FIG. 1 is a cross-sectional view showing an embodiment of the method for manufacturing a semiconductor device of the present invention, FIG. 2 is a cross-sectional view showing an enlarged main part in a state after the second heat treatment, and FIG. 3 is a conventional method. FIG. 4 is a cross-sectional view of the bipolar transistor manufactured by the method, and is a diagram showing the results of an experiment on the emitter area dependence of h _FE . 11... P-type silicon substrate, 13... N-type epitaxial layer, 13... epitaxial region, 1
5...P ⁺ base diffusion region, 16...SiO ₂ film, 1
7... Emitter opening portion, 19... N ⁺ emitter diffusion region, 21... Oxide film, 23... Opening portion.

Claims (1)

[Claims] 1. A step of preparing a semiconductor substrate having a first diffusion region of the first conductivity type on one main surface; and a base region of the second conductivity type in the first diffusion region of the first conductivity type. forming a diffusion mask layer having an opening in the base region on one main surface of the semiconductor substrate; and diffusing a first conductivity type impurity into the base region through the opening. and forming a second diffusion region of the first conductivity type by performing a first heat treatment and forming an oxide film on the second diffusion region; 2, a step of removing the first conductivity type diffusion region leaving only the peripheral portion; and a step of further diffusing the second first conductivity type diffusion region to become an emitter region by performing a second heat treatment.

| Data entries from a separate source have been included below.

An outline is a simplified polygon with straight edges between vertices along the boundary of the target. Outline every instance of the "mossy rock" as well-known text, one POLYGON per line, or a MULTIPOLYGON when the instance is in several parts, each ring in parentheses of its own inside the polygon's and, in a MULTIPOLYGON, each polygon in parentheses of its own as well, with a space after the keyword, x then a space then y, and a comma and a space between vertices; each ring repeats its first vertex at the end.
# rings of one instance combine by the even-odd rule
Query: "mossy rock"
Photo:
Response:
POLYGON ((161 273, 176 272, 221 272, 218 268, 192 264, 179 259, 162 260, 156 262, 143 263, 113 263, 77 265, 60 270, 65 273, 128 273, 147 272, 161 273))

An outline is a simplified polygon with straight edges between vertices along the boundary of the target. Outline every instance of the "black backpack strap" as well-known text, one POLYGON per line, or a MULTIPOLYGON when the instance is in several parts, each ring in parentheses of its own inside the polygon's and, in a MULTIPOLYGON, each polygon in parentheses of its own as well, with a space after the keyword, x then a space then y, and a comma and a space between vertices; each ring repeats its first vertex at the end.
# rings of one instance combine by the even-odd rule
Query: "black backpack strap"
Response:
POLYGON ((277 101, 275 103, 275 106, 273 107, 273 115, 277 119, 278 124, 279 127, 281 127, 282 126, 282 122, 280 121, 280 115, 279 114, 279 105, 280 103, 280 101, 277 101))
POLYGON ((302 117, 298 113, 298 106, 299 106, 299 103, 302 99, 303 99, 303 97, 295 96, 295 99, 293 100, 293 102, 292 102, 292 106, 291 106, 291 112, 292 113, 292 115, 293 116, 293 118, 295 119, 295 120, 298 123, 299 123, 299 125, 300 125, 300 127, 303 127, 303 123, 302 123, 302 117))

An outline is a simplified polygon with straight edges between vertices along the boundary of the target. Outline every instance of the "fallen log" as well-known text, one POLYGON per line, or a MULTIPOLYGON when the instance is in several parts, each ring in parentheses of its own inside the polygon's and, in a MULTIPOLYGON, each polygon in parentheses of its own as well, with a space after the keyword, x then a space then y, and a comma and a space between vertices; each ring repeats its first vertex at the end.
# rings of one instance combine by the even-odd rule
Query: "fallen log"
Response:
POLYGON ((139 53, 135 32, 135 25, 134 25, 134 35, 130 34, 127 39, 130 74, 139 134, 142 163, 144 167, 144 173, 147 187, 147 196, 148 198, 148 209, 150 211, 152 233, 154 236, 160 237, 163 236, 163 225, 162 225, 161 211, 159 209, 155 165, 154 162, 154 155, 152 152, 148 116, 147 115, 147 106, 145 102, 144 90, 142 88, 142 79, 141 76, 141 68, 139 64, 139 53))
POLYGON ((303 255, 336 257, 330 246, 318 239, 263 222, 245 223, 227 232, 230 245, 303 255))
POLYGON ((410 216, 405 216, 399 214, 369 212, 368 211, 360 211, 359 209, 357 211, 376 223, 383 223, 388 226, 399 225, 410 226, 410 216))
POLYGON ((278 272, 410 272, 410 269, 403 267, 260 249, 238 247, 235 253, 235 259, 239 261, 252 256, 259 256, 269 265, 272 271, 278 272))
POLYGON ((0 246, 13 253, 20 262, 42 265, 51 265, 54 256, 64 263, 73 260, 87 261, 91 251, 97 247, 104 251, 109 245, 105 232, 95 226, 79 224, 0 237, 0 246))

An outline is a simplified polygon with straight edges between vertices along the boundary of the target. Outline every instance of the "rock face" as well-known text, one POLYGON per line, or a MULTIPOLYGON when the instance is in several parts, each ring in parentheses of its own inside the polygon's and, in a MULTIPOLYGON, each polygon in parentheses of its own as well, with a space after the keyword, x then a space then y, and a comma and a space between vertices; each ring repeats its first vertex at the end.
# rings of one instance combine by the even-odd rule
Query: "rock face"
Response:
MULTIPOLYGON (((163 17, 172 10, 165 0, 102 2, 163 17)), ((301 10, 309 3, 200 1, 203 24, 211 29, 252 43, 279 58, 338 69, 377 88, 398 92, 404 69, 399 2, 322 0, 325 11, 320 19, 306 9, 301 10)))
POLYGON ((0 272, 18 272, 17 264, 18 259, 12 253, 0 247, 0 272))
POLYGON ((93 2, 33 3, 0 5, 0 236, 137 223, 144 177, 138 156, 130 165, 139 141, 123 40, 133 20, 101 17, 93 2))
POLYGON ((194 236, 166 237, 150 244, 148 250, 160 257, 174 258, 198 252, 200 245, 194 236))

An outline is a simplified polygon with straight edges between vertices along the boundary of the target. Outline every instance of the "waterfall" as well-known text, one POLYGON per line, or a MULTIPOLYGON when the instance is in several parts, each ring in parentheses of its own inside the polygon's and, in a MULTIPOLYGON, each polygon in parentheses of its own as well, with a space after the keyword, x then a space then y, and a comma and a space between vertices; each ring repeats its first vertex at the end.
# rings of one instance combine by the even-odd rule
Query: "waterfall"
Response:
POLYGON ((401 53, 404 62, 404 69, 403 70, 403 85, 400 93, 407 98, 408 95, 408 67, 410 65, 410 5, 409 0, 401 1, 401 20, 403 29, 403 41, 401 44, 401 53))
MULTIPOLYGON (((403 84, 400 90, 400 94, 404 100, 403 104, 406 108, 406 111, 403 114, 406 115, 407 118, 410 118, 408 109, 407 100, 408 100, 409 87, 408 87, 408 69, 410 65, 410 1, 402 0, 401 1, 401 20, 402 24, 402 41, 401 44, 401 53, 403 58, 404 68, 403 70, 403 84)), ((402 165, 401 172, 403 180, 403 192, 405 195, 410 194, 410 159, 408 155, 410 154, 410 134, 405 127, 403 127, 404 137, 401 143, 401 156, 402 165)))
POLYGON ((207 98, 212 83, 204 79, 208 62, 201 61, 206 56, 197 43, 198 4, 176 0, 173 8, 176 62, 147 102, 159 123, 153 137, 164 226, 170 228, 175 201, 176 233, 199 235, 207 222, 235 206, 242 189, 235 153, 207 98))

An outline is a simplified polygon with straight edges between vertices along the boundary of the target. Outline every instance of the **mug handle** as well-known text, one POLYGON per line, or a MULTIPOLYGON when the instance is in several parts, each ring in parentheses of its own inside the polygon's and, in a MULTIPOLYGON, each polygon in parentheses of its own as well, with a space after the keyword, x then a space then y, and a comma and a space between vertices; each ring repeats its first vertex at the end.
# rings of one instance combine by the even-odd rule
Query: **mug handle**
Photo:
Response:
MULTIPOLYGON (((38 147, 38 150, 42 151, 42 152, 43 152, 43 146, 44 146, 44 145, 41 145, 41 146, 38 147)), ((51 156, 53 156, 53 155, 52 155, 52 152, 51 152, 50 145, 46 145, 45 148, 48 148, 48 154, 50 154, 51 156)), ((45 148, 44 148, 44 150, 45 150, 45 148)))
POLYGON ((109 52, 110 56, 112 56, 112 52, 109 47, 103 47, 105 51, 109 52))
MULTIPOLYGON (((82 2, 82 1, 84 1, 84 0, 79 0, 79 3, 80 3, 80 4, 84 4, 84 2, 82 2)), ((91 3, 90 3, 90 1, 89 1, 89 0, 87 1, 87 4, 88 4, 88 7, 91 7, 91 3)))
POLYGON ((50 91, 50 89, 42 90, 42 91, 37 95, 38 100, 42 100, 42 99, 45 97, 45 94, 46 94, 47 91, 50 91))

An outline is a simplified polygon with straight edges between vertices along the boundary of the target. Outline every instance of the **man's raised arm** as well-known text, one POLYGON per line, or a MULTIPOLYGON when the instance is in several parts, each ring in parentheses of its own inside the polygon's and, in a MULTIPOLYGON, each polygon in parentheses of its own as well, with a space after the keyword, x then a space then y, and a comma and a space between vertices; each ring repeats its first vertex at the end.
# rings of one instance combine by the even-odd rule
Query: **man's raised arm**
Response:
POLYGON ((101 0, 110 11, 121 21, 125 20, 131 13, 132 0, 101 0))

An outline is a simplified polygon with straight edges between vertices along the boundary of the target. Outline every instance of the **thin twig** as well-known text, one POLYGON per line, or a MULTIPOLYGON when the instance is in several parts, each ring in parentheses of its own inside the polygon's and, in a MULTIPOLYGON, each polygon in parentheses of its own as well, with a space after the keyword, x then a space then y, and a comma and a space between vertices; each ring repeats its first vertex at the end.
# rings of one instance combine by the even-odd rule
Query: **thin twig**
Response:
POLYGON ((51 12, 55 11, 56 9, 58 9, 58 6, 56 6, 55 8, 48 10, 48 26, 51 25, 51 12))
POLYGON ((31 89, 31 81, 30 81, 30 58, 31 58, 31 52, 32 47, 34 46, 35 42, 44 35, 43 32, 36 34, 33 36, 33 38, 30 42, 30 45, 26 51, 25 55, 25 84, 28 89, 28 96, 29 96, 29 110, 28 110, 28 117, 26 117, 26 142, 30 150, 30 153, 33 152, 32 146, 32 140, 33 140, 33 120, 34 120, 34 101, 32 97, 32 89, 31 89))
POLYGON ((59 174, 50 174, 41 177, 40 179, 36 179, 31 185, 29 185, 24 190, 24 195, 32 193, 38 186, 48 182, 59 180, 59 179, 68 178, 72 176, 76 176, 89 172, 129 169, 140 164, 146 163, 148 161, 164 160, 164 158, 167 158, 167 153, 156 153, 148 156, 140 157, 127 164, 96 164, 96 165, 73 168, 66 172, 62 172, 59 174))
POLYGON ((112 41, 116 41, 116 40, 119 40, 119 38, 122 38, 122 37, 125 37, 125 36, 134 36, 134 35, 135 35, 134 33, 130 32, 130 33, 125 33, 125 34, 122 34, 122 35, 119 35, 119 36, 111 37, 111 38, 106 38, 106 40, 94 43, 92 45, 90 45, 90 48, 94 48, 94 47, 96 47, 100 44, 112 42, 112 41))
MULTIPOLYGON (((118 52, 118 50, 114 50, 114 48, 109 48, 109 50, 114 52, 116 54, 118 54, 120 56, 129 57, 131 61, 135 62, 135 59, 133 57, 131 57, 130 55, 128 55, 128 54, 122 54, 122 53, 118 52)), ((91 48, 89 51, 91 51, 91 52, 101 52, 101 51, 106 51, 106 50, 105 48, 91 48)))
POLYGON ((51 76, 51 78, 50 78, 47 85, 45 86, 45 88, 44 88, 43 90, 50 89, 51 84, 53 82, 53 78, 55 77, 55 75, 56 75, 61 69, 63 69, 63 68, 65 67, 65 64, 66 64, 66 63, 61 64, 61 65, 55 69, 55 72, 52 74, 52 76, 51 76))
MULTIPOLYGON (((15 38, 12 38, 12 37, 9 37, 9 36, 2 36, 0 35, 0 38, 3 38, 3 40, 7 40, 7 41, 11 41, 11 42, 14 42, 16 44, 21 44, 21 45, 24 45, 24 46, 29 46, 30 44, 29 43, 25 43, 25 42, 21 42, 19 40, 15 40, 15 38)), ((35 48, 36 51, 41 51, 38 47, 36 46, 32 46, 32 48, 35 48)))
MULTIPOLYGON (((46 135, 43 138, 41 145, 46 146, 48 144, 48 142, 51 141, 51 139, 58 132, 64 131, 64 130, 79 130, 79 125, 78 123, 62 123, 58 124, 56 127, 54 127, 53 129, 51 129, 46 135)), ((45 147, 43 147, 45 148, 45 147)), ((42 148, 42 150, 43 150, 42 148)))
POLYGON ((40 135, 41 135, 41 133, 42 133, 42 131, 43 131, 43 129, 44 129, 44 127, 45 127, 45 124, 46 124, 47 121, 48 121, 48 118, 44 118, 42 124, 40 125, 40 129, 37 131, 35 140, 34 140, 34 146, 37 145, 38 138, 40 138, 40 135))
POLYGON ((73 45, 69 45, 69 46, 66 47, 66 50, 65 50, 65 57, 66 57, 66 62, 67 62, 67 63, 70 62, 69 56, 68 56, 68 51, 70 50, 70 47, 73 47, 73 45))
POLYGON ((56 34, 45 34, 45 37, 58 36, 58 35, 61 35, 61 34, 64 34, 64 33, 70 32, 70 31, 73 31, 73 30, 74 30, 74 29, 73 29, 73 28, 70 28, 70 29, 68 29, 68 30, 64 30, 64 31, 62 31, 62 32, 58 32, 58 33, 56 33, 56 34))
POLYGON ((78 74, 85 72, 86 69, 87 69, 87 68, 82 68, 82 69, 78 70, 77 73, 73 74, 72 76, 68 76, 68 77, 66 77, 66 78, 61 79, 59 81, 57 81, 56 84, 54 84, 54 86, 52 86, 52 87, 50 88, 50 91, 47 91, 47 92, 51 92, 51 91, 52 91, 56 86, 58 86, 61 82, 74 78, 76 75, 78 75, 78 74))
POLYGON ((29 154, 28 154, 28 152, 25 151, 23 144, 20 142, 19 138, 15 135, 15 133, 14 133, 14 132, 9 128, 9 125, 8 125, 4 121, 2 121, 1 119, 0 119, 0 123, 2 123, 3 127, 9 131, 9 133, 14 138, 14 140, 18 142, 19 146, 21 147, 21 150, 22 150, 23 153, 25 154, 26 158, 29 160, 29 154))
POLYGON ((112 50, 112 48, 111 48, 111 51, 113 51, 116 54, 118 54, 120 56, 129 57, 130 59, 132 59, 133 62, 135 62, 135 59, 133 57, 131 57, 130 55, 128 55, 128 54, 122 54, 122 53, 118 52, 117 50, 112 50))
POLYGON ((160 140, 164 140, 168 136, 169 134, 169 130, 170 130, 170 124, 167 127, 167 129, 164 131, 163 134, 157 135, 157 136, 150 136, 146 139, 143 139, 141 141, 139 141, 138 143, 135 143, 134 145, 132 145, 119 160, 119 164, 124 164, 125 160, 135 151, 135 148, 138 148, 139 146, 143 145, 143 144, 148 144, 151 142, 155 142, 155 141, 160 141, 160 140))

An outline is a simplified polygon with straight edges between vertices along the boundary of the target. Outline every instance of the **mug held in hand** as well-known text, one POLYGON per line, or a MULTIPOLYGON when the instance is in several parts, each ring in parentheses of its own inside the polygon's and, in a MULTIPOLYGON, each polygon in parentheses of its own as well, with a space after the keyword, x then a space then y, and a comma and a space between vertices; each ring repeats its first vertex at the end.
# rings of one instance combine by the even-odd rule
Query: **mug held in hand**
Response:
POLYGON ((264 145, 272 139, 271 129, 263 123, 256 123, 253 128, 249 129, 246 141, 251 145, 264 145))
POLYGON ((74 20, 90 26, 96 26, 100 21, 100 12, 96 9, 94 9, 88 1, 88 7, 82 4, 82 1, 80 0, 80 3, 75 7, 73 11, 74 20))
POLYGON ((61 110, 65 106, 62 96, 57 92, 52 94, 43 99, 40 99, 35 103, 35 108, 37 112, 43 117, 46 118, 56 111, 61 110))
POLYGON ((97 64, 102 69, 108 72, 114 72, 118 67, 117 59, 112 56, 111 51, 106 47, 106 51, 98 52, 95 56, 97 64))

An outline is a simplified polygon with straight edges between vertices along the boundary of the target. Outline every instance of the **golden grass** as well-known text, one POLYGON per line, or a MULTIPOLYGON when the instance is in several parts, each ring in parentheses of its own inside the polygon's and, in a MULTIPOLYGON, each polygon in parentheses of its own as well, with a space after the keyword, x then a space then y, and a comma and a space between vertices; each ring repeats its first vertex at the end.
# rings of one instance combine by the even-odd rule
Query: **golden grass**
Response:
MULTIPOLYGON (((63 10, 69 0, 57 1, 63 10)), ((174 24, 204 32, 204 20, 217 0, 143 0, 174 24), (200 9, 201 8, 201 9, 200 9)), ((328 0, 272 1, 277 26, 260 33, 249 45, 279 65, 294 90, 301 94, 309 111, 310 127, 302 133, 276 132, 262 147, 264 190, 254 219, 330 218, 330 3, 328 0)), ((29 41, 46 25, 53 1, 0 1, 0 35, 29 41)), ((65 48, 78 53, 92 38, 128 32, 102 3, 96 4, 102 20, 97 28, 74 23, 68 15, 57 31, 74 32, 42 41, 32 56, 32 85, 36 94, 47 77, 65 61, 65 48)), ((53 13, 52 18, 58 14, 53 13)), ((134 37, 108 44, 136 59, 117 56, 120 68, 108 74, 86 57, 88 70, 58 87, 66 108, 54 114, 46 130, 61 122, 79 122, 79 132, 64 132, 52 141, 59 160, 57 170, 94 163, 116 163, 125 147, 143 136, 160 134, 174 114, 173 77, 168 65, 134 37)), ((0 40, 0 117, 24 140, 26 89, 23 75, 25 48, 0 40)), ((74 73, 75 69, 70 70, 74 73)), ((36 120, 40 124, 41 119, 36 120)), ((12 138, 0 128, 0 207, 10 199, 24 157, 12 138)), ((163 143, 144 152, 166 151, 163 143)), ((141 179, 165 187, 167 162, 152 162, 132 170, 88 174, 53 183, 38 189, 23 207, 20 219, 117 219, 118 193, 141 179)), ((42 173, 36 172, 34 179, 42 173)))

A method of manufacturing a semiconductor device, comprising: 2. The method of manufacturing a semiconductor device according to claim 1, wherein the peripheral portion has a width of 0.5 μm to 3 μm from the outer peripheral portion of the second first conductivity type diffusion region. 3. The method of manufacturing a semiconductor device according to claim 1, wherein the diffusion mask layer is an oxide film. 4. The method of manufacturing a semiconductor device according to claim 1, wherein the first conductivity type impurity is phosphorus. 5. A step of preparing a semiconductor substrate in which a mask layer having an opening is formed on one main surface, doping an impurity into the semiconductor substrate through the opening, and performing a first heat treatment to form an impurity diffusion layer. forming an oxide film on one main surface of the semiconductor substrate, and forming an oxide film on the impurity diffusion layer; and selectively removing the oxide film, leaving the oxide film only on the periphery of the impurity diffusion layer. A method for manufacturing a semiconductor device, comprising: a step of further diffusing the impurity diffusion layer deeper by performing a second heat treatment.